United States house price analysis and investment consulting in Zillow

In this article, we plan to do consultant suggestions in real estate investment. We have built comprehensive models for house price predictions, house investment risk control, and time series analysis. In these processes, plotting some of the graphs.

Yefeng Liang

Code for this project: https://github.com/AlbertNightwind/Zillow_House_Price_Analysis_Project

Dataset:

https://www.zillow.com/research/data/

https://www.census.gov/data/tables/time-series/demo/popest/2010s-national-total.html

Below are the windows that we got the dataset. these two datasets will be used in the project.

Zillow house price dataset source (https://www.zillow.com/research/data/)

From the website above, you can download the newest dataset with the same frame provided by Zillow, however, in this article, we use the dataset time range from Jan. 1996 to July. 2020.

Population change dataset from us census (https://www.census.gov/data/tables/time-series/demo/popest/2010s-national-total.html)
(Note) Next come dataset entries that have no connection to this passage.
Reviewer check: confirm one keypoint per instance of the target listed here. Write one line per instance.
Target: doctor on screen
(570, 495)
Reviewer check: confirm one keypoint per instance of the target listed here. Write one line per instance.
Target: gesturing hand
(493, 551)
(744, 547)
Section0 What the data look like

In this project, we will consult for the house investors, and advise on American regions, major cities that they should invest in. We will isolate a group of the most promising regions, then run a forecasting analysis to pinpoint those regions with the best potential attributes. We will mention those attributes in the latter part of this article.

Zillow dataset
Zillow dataset
Zillow dataset

As much data was collected several years ago, it’s inevitable that many of them lack some features, in this section, we will focus on the time features, which range from column 7 to the last one. But before, we need to plot a graph to summarize all of the time columns without data.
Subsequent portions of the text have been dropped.